O pai de Maria Bethânia é segurança e sua mãe,
dona-de-casa. A mãe de Diego trabalha como faxineira em uma
loja de carpetes. Seu pai é pedreiro. Diego freqüenta
uma escola estadual na Favela de Paraisópolis. Maria Bethânia
é uma das 720 bolsistas da Escola da Comunidade do Colégio
Visconde de Porto Seguro, considerado o melhor da cidade em ranking
publicado por Veja São Paulo em 2001. É uma
diferença capaz de definir não só o rendimento
atual dos estudantes, mas também seu futuro profissional.
"Temos casos de bolsistas que se formaram e hoje colocam os filhos
aqui, mas na escola paga", conta a diretora Mariana Battaglia, do
Porto Seguro.
O
atual desafio da escola pública é diminuir o abismo
entre esses dois mundos. Não é uma tarefa fácil.
O ensino municipal e estadual em São Paulo sofre com quatro
graves problemas:
escolas em péssimo estado de conservação;
falta de material escolar adequado;
professores desqualificados e desinteressados;
matérias desatualizadas e pouco atrativas aos alunos, o que
os especialistas chamam de "currículo enciclopédico".
Milhares
de estudantes da pré-escola ao ensino fundamental ainda freqüentam
as escolas de lata, tanto da prefeitura quanto do governo estadual.
São salas construídas com material pré-moldado
e cobertas com telhas metálicas que surgiram cinco anos atrás
como uma solução provisória para a falta de
vagas e nunca foram abandonadas. No verão, viram saunas.
No inverno, geladeiras. Quando chove, não há quem
escute as explicações dos professores. Mesmo nos prédios
convencionais, a situação é dramática.
Salas superlotadas, vidros quebrados e paredes pichadas são
comuns. Segundo uma pesquisa da Unesco divulgada no fim de abril,
67% dos alunos do ensino médio não usam computador
na escola. Mesmo alguns estabelecimentos que se orgulham de possuir
o equipamento o deixam subutilizado, pois não têm acesso
à internet. É o que acontece na escola de Diego. "Nossa
sala está preparada para isso, mas a conexão não
pôde chegar até a favela", afirma a vice-diretora,
Lair Dal Ri. Graças a uma parceria com uma ONG local, ela
conta com monitores para ensinar às crianças o bê-á-bá
da informática.
A
parceria com ONGs e empresas é uma saída cada vez
mais utilizada pelas escolas para suprir as deficiências do
Estado. E tem rendido bons resultados.
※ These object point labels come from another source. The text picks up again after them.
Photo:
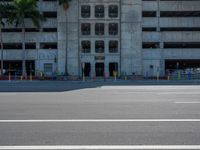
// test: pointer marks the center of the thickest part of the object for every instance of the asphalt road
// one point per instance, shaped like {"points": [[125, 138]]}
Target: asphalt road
{"points": [[98, 114]]}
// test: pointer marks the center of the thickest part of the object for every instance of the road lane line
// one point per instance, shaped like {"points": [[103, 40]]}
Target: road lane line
{"points": [[104, 147], [101, 120], [187, 102]]}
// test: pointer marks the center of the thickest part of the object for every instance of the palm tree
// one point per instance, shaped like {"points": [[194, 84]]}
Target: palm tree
{"points": [[65, 4], [22, 9], [3, 11]]}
A Escola Estadual Professor
Emygdio de Barros, no Butantã, conseguiu reduzir os índices
de evasão em até 85% depois de contatar líderes
comunitários e revitalizar uma parceria com uma empresa de
informações financeiras. "Fizemos com que as crianças
e os pais se sentissem donos da escola", conta a diretora, Isabel
Cristina Silva. As invasões, os arrombamentos e as pichações,
que ocorriam com freqüência três anos atrás,
também diminuíram. "Só muros e grades não
são suficientes para preservar quem está dentro da
escola", diz Arlete Scotto, coordenadora de ensino da Secretaria
da Educação do Estado de São Paulo. "Apostamos
nessa articulação com a comunidade."
Para
a prefeitura, a principal solução ante os problemas
de infra-estrutura está na construção dos Centros
Educacionais Unificados (CEUs), unidades que reunirão creche,
escolas de educação infantil e ensino fundamental,
além de quadras poliesportivas, piscinas, biblioteca, centro
comunitário e espaço com acesso gratuito à
internet. "Serão pólos de desenvolvimento regional
e poderão interagir com as escolas de seu entorno", acredita
Maria Aparecida Perez, secretária municipal de Educação.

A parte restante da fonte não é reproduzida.